As the push for national vaccination against COVID-19 is in full swing, a debate about the ethical and legal basis of vaccine passports is also gaining momentum. The differing opinions have found homes in both the Democrat and Republican parties and many conservative states, like Texas, Florida and Montana, have already passed state laws which will prohibit any organizations which receive state funding from being able to require proof of vaccination from their patrons. Weighing in on the debate, Jen Psaki, the White House press secretary, stated that the administration is opposed to requiring citizens to provide proof of immunization. While the White House will provide guidelines in the future about privacy surrounding the vaccine, she stated during a press conference that “our interest is very simple from the federal government, which is Americans’ privacy and rights should be protected so that these systems are not used against people unfairly.” So while the US government won’t be requiring proof of COVID-19 vaccination, private businesses and individual states are entirely different matters. Many colleges, including Duke University, Brown and Cornell, are requiring students to get vaccinated before returning to campus this fall, unless they can provide sincere medical or religious exemptions.

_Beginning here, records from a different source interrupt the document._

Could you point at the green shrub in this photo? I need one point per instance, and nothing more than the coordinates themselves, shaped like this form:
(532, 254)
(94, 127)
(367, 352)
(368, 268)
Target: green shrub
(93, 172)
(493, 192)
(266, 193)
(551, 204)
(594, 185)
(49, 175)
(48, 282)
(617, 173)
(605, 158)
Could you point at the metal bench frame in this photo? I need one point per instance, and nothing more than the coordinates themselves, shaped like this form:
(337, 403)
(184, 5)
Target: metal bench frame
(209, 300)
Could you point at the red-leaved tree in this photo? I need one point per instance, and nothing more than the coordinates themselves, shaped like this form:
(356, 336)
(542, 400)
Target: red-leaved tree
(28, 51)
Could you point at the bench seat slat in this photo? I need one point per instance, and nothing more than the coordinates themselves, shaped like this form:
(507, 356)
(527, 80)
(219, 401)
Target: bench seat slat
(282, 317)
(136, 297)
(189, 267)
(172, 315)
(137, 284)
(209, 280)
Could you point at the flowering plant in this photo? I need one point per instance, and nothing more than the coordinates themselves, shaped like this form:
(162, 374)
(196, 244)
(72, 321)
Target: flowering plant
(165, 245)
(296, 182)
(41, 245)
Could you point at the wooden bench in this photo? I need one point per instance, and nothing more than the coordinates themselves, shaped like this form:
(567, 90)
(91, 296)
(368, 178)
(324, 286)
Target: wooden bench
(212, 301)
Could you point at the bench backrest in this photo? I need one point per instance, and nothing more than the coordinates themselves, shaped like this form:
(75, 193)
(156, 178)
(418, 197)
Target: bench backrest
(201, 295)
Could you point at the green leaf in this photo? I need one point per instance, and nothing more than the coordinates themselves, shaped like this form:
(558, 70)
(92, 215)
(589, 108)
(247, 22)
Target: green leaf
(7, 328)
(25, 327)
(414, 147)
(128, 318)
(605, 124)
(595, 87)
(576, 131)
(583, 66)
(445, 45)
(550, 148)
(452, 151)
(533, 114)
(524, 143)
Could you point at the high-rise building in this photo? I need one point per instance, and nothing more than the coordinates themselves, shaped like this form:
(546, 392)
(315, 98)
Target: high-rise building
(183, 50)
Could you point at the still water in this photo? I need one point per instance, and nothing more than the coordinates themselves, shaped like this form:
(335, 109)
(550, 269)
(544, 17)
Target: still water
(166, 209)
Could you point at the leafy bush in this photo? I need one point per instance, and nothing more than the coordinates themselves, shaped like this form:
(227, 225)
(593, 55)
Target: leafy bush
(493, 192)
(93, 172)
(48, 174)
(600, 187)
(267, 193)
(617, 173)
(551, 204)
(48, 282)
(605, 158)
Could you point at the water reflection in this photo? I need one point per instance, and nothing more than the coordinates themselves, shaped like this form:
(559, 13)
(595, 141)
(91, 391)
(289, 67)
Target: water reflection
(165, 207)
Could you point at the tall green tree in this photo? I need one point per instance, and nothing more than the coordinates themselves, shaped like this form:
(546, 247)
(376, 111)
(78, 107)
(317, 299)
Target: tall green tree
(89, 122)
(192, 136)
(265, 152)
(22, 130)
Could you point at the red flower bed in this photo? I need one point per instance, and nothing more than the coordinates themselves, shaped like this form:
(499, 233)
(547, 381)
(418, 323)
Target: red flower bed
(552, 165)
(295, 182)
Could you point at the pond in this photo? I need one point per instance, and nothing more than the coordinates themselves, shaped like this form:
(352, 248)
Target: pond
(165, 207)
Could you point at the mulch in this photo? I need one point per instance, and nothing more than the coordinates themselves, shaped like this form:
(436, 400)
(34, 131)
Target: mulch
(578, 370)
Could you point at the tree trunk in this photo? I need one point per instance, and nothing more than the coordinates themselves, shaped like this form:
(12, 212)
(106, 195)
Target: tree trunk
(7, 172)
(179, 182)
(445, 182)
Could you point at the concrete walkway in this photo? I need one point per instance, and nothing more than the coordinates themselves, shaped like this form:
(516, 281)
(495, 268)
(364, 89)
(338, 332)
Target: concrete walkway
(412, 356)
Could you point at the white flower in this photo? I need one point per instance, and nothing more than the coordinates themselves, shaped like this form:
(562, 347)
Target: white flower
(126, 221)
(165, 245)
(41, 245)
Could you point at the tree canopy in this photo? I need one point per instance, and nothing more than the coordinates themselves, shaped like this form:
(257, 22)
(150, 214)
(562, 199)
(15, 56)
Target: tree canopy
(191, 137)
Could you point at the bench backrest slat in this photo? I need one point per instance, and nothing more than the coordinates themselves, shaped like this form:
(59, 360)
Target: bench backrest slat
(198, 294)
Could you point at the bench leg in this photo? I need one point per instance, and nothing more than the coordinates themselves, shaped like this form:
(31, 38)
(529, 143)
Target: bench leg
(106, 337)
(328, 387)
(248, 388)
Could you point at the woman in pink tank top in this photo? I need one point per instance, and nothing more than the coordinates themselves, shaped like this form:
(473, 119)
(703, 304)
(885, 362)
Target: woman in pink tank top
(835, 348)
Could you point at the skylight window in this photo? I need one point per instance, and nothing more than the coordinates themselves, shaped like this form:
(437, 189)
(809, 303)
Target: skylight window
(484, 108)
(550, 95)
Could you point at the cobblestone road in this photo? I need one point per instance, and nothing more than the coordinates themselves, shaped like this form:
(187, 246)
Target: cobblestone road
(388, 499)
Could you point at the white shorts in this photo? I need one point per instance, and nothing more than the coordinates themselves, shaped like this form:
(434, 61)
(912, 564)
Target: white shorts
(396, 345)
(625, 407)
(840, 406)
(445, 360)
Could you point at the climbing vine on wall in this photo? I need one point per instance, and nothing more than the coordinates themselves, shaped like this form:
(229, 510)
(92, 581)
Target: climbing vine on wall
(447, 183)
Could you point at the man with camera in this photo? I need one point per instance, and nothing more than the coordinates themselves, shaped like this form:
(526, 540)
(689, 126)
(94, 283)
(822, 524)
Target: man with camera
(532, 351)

New Voting Law in Georgia 

A recent law passed in Georgia includes intense new restrictions for the state’s voting processes. Supporters of the law say that it will ensure a more secure and fair election process, while those opposed say it suppresses minority voters. The law enacts strict new voter ID rules, requiring either a drivers license or state ID number in order to request and return ballots. Changes have also been made to absentee voting, with sooner deadlines for requesting ballots and modifications in the way they are filled out and dropped off. The law also prohibits anyone other than poll workers from soliciting votes or signatures from voters and refuses anyone from offering gifts or money — even food and drinks — to voters waiting in line at polling places. It also restricts the presence of campaign materials near polling places and those waiting in line to vote. Poll workers must also be trained by their respective parties and participate in the training under oath. Another provision of the law ensures that once the count has begun on election day, it can’t be stopped. SB 202 can be read here.